Currently we are calling Fortran dlls from Java using FFI (in our case accordingly to the Panama Project).
Our Fortran test routine is very simple. With both IFORT and IFX this is working perfectly fine. The dll is compiling and Java can call the function.
subroutine get_greeting(out_string) bind(C, name = "get_greeting")
!DEC$ ATTRIBUTES DLLEXPORT:: get_greeting
implicit none
character(kind = c_char, len = 1), dimension(*) :: out_string
character(kind = c_char, len = 30) :: buffer_for_out
integer :: i
buffer_for_out = "Hello from Fortran"
do i = 1, len_trim(buffer_for_out)
out_string(i) = buffer_for_out(i:i)
end do
end subroutine get_greeting
Now I add one new line to my code with an allocatable like below to my Fortran program, the dll can be built with IFORT and IFX. So that is fine, too.
subroutine get_greeting(out_string) bind(C, name = "get_greeting")

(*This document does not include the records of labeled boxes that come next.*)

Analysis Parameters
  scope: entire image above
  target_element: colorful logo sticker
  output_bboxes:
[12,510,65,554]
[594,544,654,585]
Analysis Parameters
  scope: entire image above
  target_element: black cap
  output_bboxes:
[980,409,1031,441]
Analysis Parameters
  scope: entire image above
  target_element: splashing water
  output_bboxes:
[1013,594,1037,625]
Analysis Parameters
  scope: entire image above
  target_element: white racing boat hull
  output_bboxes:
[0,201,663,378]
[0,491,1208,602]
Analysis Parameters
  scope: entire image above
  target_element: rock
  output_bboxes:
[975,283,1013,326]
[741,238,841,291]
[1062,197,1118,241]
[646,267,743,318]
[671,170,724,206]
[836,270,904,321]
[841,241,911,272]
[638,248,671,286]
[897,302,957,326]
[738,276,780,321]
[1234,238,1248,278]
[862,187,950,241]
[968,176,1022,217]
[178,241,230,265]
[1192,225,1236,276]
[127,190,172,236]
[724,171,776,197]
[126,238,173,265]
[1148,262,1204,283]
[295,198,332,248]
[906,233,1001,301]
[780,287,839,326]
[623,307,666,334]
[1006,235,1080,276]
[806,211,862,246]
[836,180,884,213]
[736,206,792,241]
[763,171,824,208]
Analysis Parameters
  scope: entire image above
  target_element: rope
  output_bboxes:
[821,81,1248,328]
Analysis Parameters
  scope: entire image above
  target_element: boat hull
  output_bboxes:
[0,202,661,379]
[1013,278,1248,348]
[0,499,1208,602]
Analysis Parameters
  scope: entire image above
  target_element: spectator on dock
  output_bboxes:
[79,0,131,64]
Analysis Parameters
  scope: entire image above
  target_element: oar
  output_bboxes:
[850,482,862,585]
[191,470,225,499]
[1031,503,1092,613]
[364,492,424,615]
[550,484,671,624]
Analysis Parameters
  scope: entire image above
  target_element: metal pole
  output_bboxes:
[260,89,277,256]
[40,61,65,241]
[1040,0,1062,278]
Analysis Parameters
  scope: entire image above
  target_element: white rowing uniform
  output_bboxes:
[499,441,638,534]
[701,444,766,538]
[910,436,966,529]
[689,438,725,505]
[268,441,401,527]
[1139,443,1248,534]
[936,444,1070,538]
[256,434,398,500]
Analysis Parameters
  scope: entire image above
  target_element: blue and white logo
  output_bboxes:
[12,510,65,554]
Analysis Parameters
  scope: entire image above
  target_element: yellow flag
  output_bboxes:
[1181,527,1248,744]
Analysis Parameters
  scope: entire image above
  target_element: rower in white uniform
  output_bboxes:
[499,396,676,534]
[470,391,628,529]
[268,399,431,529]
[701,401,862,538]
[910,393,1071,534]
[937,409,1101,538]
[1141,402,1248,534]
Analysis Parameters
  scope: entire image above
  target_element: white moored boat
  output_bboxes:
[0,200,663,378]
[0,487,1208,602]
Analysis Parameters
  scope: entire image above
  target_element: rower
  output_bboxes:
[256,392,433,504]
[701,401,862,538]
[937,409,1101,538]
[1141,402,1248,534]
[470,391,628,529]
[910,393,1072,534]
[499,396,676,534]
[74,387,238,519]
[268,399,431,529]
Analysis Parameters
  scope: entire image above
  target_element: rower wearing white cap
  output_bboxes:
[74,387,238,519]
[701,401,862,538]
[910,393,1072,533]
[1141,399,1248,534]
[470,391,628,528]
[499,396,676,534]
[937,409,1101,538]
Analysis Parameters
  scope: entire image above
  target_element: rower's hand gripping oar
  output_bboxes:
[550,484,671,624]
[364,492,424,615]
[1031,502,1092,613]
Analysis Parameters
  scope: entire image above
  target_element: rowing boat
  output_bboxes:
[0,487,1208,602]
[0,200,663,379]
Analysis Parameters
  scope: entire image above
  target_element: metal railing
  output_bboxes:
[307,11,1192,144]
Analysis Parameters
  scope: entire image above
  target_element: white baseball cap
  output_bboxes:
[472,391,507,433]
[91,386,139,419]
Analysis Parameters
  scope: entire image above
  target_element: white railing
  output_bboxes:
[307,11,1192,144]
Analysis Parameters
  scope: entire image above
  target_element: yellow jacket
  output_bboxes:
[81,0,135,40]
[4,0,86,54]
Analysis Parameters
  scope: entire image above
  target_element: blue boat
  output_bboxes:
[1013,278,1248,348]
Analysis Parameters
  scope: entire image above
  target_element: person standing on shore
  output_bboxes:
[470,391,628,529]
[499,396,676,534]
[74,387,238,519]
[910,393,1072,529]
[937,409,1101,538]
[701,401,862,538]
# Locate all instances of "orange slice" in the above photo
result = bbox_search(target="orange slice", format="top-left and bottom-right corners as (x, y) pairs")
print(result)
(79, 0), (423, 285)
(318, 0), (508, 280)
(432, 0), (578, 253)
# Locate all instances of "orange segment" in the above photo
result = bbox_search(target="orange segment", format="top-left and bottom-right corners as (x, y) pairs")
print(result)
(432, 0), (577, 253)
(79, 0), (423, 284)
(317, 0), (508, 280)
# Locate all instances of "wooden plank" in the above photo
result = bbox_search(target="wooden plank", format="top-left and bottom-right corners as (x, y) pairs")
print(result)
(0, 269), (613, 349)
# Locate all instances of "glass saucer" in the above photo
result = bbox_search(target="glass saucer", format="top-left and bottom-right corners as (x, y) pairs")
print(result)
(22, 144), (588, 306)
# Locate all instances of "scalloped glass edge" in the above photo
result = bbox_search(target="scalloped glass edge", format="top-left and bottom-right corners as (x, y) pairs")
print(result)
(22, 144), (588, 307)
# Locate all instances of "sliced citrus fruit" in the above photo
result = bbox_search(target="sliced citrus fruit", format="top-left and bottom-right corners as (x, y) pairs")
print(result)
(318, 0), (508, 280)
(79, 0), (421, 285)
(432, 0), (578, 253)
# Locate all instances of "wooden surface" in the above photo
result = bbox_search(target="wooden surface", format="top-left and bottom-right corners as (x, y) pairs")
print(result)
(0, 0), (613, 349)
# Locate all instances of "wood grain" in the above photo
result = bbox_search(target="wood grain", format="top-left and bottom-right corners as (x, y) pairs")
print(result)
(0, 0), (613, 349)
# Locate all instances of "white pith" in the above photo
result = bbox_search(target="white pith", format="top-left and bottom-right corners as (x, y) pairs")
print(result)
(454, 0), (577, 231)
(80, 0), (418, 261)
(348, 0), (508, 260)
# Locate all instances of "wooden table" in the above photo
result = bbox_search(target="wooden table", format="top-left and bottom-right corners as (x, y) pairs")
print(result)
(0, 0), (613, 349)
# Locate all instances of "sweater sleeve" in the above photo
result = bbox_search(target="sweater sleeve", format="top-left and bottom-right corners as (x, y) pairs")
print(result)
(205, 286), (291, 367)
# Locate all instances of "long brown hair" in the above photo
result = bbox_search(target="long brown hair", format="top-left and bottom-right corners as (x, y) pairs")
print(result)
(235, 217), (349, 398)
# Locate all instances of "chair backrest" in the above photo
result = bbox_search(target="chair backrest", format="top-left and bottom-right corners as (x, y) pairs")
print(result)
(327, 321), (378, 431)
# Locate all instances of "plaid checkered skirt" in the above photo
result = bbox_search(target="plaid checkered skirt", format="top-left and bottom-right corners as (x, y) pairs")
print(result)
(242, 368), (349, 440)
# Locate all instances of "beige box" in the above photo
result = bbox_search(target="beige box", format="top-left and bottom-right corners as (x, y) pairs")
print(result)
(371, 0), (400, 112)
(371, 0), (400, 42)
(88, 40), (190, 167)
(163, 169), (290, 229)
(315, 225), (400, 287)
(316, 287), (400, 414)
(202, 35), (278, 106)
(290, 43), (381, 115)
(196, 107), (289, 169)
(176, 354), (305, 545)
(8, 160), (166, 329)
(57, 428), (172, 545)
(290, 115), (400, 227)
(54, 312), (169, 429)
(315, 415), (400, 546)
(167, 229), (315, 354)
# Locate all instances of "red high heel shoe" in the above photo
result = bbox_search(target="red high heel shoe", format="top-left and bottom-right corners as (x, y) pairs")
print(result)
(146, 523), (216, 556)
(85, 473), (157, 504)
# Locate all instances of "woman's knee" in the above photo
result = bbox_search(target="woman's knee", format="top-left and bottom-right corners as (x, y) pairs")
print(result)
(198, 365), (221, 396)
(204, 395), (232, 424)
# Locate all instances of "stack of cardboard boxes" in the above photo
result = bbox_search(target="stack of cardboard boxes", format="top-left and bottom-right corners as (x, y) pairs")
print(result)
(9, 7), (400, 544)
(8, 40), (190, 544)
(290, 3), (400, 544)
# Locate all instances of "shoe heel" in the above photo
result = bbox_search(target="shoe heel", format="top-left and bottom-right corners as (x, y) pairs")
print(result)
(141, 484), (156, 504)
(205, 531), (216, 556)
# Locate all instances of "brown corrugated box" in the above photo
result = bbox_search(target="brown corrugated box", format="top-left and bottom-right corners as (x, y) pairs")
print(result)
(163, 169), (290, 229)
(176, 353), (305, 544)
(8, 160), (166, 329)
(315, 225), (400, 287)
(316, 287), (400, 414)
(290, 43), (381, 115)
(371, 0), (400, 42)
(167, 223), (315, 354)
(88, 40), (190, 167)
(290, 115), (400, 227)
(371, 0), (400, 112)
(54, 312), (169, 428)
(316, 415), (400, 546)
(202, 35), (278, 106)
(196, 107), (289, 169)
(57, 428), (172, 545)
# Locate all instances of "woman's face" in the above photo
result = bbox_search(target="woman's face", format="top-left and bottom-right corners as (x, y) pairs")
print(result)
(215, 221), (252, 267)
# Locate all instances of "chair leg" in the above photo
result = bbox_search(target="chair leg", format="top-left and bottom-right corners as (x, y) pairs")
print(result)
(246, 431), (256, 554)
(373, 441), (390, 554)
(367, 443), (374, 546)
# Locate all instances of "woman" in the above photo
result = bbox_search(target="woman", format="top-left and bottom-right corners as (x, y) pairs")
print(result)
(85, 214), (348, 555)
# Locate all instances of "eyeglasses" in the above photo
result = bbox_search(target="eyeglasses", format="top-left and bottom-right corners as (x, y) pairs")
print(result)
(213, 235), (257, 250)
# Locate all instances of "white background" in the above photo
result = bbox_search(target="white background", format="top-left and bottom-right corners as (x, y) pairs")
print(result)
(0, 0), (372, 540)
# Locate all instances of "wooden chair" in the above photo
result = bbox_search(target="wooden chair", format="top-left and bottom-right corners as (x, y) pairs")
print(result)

!DEC$ ATTRIBUTES DLLEXPORT:: get_greeting
implicit none
character(kind = c_char, len = 1), dimension(*) :: out_string
character(kind = c_char, len = :), allocatable :: buffer2
character(kind = c_char, len = 30) :: buffer_for_out
integer :: i
buffer_for_out = "Hello from Fortran"
do i = 1, len_trim(buffer_for_out)
out_string(i) = buffer_for_out(i:i)
end do
end subroutine get_greeting
BUT now: when built with IFORT Java can call the dll as before and when built with IFX we are running into the issue
java.lang.IllegalArgumentException: Cannot open library: ....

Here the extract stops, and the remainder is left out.